Solid Biosciences reports efficacy and safety data

Solid Biosciences Inc., a life sciences company focused on advancing meaningful therapies for Duchenne muscular dystrophy, reported encouraging interim functional (NSAA, 6MWT and PFTs) and biomarker data, and patient-reported outcome measures (PROMs) from six patients after treatment in the ongoing IGNITE DMD Phase I/II clinical trial of its lead gene therapy candidate, SGT-001. The Company also announced that patient 7 in IGNITE DMD was safely dosed, with transient and manageable adverse events, none of which were serious. Patient 7 was the first patient dosed in IGNITE DMD under a previously reported clinical protocol amendment and using SGT-001 manufactured with its second-generation process. The six patients previously dosed showed no new drug-related safety findings, 17-37 months post-dosing. The totality of data collected, and the re-initiation of dosing, support the continued enrollment of patients into the IGNITE DMD study.  
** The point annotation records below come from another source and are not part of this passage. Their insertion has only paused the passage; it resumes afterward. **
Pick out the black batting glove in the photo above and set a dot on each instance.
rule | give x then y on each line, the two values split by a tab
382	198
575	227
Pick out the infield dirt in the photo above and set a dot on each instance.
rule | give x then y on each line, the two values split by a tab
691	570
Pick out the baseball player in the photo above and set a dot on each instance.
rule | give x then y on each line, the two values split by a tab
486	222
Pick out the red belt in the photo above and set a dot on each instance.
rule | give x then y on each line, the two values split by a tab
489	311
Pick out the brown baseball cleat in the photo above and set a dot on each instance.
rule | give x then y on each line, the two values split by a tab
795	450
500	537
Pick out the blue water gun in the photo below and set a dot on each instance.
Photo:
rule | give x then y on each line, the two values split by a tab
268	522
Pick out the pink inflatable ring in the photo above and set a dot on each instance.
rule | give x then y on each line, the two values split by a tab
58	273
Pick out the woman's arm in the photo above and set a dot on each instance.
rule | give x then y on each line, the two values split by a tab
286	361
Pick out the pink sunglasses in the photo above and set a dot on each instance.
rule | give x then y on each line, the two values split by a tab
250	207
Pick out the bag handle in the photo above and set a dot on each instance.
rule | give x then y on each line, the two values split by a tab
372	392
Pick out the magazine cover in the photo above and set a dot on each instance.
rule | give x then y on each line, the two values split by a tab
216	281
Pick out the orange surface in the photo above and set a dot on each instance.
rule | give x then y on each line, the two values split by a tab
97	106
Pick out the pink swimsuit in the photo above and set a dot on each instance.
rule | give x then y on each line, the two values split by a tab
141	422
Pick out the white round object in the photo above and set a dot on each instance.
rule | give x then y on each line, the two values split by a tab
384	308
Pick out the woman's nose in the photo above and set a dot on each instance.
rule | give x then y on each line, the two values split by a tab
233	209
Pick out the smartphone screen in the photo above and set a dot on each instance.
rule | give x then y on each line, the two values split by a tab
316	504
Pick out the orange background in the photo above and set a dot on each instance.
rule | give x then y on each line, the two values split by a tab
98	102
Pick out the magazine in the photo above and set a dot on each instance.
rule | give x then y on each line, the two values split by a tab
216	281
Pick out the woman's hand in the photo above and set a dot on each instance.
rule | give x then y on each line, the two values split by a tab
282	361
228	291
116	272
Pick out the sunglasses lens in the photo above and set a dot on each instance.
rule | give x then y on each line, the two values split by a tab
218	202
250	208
These data will also be presented in an oral session and at a company-sponsored symposium at the 2021 MDA Virtual Clinical & Scientific Conference on Thursday, March 18.

 

Barry Byrne, M.D., Ph.D., Associate Chair of Pediatrics and Director of the Powell Gene Therapy Center at the University of Florida, and Principal Investigator of the IGNITE DMD clinical study – “The totality of the functional and biomarker data, as well as the patient-reported outcome measures, reported today to suggest that SGT-001 may provide benefit to patients with Duchenne, a serious disease for which there is no cure. I am particularly encouraged by these early data when compared with the natural history of this disease. I look forward to the continued enrollment in IGNITE DMD and evaluating the data as the study progresses.”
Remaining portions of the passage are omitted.